Equity income on investments
Equity income on investments amounted to $0.2 million in the six months ended June 30, 2018 compared to $0.4 million in the six months ended June 30, 2017 and relates to the operating performance of Gemini, in which the Company has a 49% shareholding interest.

Loss on derivatives
Amortization of deferred realized losses on interest rate swaps remained stable at $1.8 million in the six months ended June 30, 2018 and 2017.

Other income/(expenses), net
Other income/(expenses), net was $28.9 million in expenses in the six months ended June 30, 2018 compared to $7.6 million in expenses in the six months ended June 30, 2017 mainly due to a $24.5 million increase in refinancing-related professional fees, which were partially offset by a $0.8 million increase in other income and a $2.4 million realized loss on sale of HMM securities in the six months ended June 30, 2017 that did not recur in the 2018 period.

Adjusted EBITDA
Adjusted EBITDA increased by 2.9%, or $4.3 million, to $154.9 million in the six months ended June 30, 2018 from $150.6 million in the six months ended June 30, 2017. As outlined above, this increase is mainly attributable to a $2.3 million decrease in operating expenses, a $1.3 million increase in operating revenues and a $0.8 million increase in other income, which were partially offset by a $0.2 million decrease in operating performance on our equity investments.
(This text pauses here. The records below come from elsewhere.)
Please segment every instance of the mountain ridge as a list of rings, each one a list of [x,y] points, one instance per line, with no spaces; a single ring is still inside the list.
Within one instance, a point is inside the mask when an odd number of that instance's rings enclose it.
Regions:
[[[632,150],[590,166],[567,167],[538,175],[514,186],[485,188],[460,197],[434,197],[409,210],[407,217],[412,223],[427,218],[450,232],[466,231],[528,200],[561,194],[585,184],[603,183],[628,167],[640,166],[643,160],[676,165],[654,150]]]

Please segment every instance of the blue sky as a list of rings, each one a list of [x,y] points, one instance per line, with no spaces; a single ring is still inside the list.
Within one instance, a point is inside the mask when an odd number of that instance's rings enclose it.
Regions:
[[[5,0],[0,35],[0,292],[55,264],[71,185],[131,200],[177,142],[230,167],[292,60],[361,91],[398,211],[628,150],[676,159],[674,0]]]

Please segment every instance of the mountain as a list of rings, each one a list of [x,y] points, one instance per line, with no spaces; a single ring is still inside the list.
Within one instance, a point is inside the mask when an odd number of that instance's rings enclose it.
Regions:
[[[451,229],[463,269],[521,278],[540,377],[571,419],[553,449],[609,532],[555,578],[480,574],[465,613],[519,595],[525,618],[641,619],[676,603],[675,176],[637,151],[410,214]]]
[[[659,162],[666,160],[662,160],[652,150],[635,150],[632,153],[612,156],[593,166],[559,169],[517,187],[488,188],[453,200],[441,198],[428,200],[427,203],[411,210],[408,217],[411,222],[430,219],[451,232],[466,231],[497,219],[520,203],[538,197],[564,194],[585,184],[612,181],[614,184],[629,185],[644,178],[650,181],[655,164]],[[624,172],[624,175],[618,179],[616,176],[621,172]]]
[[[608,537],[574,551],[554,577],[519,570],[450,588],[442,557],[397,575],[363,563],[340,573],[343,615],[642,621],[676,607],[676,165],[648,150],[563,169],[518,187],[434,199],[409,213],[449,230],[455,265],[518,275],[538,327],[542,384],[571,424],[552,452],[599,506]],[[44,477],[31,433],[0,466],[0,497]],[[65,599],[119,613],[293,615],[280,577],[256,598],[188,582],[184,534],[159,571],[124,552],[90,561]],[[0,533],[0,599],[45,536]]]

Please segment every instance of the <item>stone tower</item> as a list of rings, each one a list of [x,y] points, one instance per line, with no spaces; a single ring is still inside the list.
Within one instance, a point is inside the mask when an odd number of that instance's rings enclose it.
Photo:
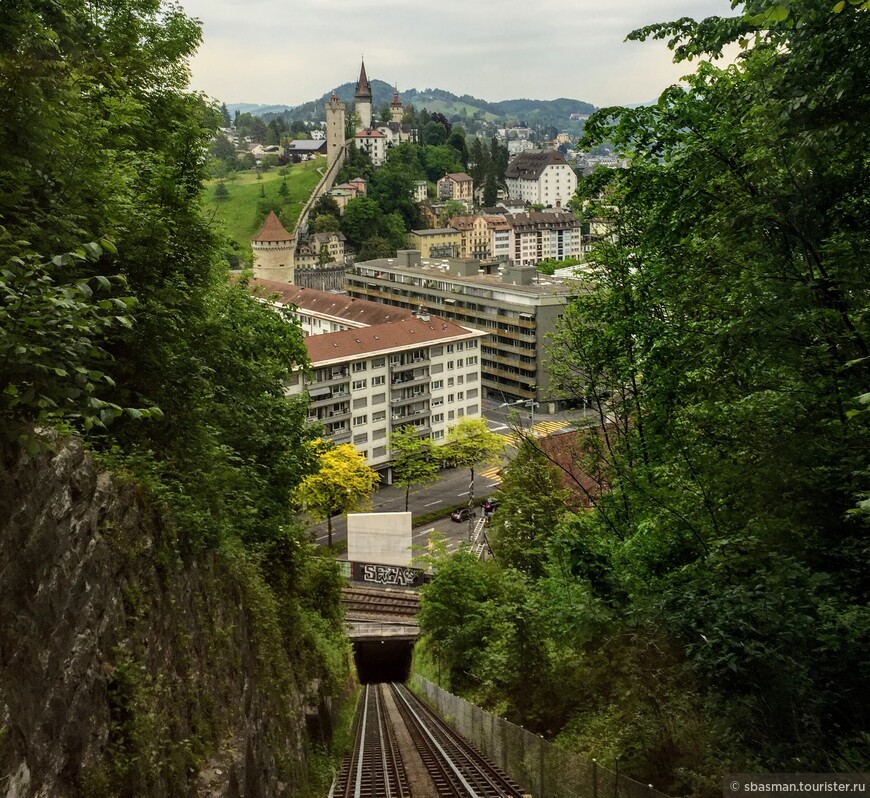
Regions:
[[[254,276],[278,283],[292,283],[295,272],[296,241],[269,211],[259,232],[251,239],[254,250]]]
[[[333,93],[326,108],[326,162],[332,166],[344,147],[344,103]]]
[[[399,99],[399,89],[393,92],[393,101],[390,103],[390,121],[402,124],[402,117],[405,116],[405,107]]]
[[[368,130],[372,126],[372,84],[366,77],[366,62],[362,62],[359,80],[353,95],[356,112],[359,114],[360,130]]]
Adjusted EBITDA for the six months ended June 30, 2018 is adjusted for refinancing-related professional fees of $29.7 million. Tables reconciling Adjusted EBITDA to Net Income can be found at the end of this earnings release.

Debt Refinancing
On August 10, 2018, we consummated the agreement reached with certain of our lenders on June 19, 2018 for the refinancing of approximately $2.2 billion of our debt maturing on December 31, 2018, reducing our debt by approximately $551 million. This agreement significantly strengthened our capital structure and financial position through this significant debt reduction, resetting financial and certain other covenants in our credit facilities, modifying interest rates and amortization profiles and extending debt maturities by approximately five years to December 31, 2023. In connection with this debt refinancing, we issued 99,342,271 new shares of Danaos common stock to certain of our lenders, which represent 47.5% of our outstanding common stock after giving effect to this issuance and diluting existing shareholders ratably. For additional information regarding the debt refinancing, see the Company’s Reports on Form 6-K filed with the SEC on June 25, 2018 and August 14, 2018.